ETL Automation

February 1, 2025 · 8 min read

AI Full Stack Engineer

Demo

Check out the demo before I dive into the blog!

Introduction

In this blog, I explore how automation simplifies problem-solving by testing AI’s ability to break tasks into subproblems. This use case worked with a single agent, but more complex problems require multi-agent orchestration—covered in the next blog.

AI’s Business Impact: Aligning Technology with Strategy

Data ingestion is often a bottleneck for businesses dealing with multiple service providers.

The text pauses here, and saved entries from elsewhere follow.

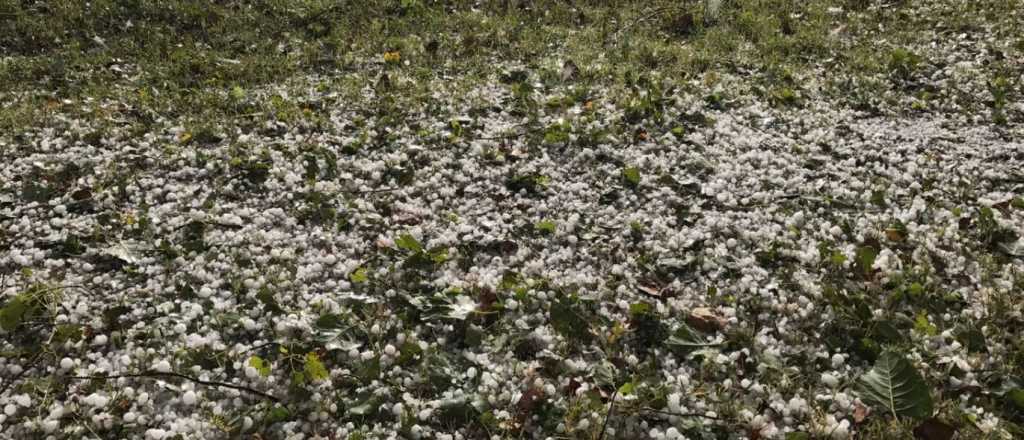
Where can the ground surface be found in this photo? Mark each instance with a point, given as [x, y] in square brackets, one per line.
[670, 220]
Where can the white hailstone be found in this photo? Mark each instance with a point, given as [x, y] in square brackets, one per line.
[50, 426]
[673, 434]
[829, 380]
[838, 360]
[23, 400]
[96, 400]
[156, 434]
[842, 430]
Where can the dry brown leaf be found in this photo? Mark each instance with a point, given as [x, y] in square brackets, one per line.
[705, 319]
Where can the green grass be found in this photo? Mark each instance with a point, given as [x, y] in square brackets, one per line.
[181, 59]
[211, 67]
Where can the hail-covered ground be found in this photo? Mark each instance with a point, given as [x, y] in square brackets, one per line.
[521, 259]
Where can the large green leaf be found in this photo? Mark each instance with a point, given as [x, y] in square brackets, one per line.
[895, 386]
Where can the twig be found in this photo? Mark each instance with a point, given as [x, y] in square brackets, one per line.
[369, 191]
[153, 375]
[611, 409]
[680, 414]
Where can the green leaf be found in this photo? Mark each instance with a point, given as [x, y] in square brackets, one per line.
[566, 320]
[261, 365]
[276, 413]
[923, 325]
[12, 312]
[314, 368]
[627, 389]
[409, 243]
[546, 226]
[358, 275]
[632, 176]
[1016, 398]
[895, 386]
[865, 259]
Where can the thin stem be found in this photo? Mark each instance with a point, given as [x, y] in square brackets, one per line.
[153, 375]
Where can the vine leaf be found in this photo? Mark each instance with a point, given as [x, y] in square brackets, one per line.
[895, 386]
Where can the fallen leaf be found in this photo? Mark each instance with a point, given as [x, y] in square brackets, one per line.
[860, 412]
[706, 320]
[569, 71]
[934, 429]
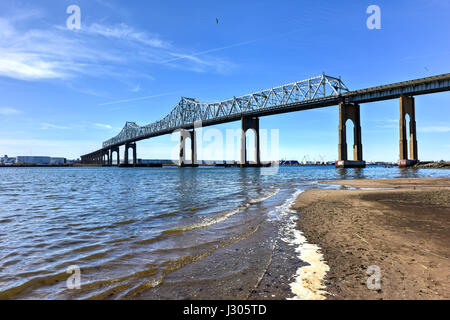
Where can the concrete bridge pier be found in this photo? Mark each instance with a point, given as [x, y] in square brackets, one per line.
[184, 135]
[105, 157]
[250, 123]
[407, 107]
[127, 147]
[350, 112]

The challenge isn't just handling large volumes of data—it’s managing provider-specific schemas, adapting to schema changes, and maintaining consistency across updates. Manually handling these variations is tedious, error-prone, and difficult to scale.

AI-powered automation can help mitigate these challenges by:

Assisting with schema adaptation when providers update their formats.
Reducing operational overhead, allowing teams to focus on higher-value tasks.
Improving efficiency and minimizing downtime caused by schema mismatches.
Supporting more reliable decision-making with structured, up-to-date data ingestion.

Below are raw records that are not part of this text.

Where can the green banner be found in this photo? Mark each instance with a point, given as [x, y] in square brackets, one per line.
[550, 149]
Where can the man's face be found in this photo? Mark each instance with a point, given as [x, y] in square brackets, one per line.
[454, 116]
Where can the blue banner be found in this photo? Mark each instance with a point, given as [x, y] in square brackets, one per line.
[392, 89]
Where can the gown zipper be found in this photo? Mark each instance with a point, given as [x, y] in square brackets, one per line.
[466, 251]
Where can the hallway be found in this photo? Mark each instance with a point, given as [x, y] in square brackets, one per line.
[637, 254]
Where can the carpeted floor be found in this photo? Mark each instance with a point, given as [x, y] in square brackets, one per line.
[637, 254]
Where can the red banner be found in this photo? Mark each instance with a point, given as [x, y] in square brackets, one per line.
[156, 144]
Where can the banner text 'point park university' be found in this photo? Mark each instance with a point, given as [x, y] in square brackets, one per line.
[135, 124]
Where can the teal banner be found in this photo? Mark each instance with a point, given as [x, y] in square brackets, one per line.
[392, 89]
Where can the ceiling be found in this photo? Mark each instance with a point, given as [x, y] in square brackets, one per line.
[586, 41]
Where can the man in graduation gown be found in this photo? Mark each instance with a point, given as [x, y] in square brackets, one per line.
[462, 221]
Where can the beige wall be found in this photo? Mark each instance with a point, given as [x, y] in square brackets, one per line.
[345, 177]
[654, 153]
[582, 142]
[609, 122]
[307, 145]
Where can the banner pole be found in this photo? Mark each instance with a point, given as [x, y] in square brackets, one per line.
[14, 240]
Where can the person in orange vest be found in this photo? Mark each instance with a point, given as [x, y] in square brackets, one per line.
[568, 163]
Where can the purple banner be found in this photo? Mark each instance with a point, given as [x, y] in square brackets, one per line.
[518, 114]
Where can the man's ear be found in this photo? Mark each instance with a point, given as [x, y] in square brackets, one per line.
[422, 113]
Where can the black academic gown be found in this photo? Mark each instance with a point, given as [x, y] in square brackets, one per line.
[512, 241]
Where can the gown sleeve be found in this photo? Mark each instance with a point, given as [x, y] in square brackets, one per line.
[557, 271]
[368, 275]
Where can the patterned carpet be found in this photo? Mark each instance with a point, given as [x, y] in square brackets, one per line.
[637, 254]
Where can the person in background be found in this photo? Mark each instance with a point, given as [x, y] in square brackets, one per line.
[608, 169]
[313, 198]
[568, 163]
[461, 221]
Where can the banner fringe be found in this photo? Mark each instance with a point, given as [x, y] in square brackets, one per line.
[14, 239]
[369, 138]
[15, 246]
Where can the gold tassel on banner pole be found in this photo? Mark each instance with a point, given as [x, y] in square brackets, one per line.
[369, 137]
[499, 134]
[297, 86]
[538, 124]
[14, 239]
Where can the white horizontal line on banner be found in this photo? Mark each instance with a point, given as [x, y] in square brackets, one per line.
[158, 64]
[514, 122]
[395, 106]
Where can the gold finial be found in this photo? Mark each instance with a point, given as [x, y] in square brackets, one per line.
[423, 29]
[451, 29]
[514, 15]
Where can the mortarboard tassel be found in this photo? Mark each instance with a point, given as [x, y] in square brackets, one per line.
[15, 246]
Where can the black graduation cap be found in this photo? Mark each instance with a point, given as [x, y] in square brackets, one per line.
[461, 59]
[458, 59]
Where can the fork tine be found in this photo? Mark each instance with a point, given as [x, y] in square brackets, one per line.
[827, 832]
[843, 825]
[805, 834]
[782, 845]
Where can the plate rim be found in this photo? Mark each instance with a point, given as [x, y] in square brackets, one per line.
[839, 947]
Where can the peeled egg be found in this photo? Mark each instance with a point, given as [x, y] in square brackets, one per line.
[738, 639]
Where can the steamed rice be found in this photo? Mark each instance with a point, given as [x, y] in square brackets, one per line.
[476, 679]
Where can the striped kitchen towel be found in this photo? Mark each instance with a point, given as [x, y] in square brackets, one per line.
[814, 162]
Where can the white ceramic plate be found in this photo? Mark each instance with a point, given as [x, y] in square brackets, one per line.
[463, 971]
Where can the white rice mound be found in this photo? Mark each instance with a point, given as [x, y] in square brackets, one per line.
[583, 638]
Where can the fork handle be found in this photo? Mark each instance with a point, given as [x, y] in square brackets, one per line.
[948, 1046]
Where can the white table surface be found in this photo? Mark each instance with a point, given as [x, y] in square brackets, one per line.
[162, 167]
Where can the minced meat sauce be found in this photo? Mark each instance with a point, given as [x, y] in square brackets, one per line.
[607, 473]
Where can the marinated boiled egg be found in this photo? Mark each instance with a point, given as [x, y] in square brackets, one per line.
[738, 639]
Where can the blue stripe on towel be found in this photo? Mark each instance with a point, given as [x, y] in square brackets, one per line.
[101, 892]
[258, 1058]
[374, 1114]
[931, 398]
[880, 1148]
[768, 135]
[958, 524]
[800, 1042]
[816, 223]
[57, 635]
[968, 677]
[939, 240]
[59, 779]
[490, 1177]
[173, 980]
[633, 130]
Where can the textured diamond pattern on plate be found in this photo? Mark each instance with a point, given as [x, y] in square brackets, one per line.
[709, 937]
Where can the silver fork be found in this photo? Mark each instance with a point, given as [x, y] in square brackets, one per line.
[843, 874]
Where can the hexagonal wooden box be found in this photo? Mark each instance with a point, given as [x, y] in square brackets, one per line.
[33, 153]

However, AI is not a silver bullet. Risks like hallucinated transformations or misinterpretations of schema changes require robust safeguards. Detailed logging and iterative improvements help detect issues, refine workflows, and adapt the system over time.

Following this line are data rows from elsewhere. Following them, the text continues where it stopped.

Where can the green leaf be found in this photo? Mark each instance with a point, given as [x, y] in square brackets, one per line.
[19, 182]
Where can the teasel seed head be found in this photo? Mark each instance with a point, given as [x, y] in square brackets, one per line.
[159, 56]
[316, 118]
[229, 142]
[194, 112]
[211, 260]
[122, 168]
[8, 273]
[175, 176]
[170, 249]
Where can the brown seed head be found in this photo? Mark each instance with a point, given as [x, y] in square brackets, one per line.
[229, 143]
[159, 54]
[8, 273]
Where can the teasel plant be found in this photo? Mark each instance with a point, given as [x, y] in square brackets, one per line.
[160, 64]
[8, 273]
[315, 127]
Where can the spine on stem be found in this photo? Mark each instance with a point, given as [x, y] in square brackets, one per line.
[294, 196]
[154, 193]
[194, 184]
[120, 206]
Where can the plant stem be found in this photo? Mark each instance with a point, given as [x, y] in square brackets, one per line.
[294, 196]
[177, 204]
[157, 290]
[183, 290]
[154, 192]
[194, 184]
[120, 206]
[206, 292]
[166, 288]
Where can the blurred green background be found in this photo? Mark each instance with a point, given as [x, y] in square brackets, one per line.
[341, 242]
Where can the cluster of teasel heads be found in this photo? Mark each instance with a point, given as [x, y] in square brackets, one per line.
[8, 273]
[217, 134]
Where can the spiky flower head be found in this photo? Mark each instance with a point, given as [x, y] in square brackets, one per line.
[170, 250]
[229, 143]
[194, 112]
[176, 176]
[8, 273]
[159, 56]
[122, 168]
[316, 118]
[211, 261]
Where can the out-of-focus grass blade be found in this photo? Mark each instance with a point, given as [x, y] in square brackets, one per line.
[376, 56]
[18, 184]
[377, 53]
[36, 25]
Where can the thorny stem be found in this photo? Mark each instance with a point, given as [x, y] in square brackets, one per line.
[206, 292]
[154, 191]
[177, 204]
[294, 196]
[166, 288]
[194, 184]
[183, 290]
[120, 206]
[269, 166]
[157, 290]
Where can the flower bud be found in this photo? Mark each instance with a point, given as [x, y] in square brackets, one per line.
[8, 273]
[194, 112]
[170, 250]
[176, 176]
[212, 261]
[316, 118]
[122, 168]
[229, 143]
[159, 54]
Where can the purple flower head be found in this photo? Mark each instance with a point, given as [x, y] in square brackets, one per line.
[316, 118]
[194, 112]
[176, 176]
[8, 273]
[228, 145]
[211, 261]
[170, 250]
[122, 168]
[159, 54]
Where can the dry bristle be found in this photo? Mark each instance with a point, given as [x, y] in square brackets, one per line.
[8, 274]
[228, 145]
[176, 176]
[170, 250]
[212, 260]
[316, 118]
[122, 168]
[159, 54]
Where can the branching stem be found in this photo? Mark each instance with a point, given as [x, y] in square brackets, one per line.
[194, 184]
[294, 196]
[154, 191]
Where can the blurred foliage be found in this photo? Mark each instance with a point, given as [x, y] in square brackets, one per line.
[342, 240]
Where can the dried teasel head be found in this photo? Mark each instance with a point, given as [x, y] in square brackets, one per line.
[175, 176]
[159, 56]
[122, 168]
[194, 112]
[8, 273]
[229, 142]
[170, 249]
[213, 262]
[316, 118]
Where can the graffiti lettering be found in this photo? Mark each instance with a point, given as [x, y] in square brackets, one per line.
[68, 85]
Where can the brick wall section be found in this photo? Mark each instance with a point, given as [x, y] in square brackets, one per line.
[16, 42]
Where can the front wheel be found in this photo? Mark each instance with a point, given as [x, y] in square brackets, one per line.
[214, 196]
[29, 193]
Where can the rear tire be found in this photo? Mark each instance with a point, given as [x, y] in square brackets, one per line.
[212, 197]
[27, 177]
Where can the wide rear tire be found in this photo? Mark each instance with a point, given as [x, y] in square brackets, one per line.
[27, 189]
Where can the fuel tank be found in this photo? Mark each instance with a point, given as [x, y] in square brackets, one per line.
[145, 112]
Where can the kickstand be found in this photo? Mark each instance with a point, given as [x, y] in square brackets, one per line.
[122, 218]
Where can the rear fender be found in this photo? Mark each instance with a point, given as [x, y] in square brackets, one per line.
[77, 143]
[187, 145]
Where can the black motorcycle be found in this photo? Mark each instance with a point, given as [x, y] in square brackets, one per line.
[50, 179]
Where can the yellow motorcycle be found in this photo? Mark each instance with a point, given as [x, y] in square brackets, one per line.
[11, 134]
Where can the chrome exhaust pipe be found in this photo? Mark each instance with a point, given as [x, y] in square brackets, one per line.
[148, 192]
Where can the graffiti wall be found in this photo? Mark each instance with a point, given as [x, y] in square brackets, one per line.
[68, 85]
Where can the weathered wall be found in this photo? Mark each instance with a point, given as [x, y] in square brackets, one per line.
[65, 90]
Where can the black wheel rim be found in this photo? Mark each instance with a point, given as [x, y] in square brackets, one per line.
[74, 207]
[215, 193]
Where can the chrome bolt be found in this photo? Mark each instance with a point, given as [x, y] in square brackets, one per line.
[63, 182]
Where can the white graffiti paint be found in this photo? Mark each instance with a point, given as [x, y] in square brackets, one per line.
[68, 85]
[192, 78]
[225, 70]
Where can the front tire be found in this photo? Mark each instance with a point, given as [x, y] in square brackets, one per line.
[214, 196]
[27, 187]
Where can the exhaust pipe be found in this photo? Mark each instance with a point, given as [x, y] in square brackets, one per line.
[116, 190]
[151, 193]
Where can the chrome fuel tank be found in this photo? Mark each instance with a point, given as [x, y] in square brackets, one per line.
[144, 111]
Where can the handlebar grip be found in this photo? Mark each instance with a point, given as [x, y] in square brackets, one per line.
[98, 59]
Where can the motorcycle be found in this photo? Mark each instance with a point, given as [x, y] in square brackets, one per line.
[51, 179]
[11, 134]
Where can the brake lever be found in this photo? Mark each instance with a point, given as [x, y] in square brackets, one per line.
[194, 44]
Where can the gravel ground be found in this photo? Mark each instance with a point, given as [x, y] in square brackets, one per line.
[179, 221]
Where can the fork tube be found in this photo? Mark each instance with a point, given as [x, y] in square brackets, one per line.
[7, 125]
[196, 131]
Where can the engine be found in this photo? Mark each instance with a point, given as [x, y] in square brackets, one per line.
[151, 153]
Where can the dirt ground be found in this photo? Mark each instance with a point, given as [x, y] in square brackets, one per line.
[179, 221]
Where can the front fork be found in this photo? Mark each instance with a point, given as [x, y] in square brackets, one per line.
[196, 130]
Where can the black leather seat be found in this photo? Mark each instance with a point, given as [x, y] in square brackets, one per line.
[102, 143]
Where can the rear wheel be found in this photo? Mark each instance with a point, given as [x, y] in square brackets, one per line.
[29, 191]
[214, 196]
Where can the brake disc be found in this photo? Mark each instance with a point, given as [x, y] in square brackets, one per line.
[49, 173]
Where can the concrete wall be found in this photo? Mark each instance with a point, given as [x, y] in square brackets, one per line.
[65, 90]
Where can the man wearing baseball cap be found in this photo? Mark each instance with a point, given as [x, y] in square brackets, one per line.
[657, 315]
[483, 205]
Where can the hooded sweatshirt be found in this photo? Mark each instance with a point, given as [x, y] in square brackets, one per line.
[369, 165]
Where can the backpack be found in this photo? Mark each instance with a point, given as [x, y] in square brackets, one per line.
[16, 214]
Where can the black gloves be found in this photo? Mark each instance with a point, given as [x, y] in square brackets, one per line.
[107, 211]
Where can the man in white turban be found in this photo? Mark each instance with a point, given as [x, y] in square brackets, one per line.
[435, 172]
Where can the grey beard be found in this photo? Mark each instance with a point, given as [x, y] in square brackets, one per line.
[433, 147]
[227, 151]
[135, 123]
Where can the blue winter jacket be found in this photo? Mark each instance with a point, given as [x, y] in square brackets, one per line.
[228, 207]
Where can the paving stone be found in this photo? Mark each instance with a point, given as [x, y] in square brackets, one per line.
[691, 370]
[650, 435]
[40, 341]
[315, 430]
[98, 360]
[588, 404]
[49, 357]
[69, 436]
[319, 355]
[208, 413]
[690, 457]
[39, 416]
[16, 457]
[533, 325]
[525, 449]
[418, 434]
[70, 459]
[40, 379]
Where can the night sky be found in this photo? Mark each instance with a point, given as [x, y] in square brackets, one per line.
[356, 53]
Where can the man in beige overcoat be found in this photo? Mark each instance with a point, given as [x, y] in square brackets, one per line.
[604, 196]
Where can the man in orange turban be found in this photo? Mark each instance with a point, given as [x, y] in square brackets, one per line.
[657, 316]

For businesses looking to scale, balancing automation with oversight is key. Tracking queries, intermediate steps, and outputs can help to detect errors and patterns. This can help improve the system over time.

The Importance of Orchestration

LLMs generate text but cannot execute code. To incorporate execution, they must delegate tasks to external tools and refine responses based on the results. The diagram below illustrates this orchestration. Can this be achieved using prebuilt solutions, or does it require a custom implementation?

Lets explore the challenges, technical details, and key insights.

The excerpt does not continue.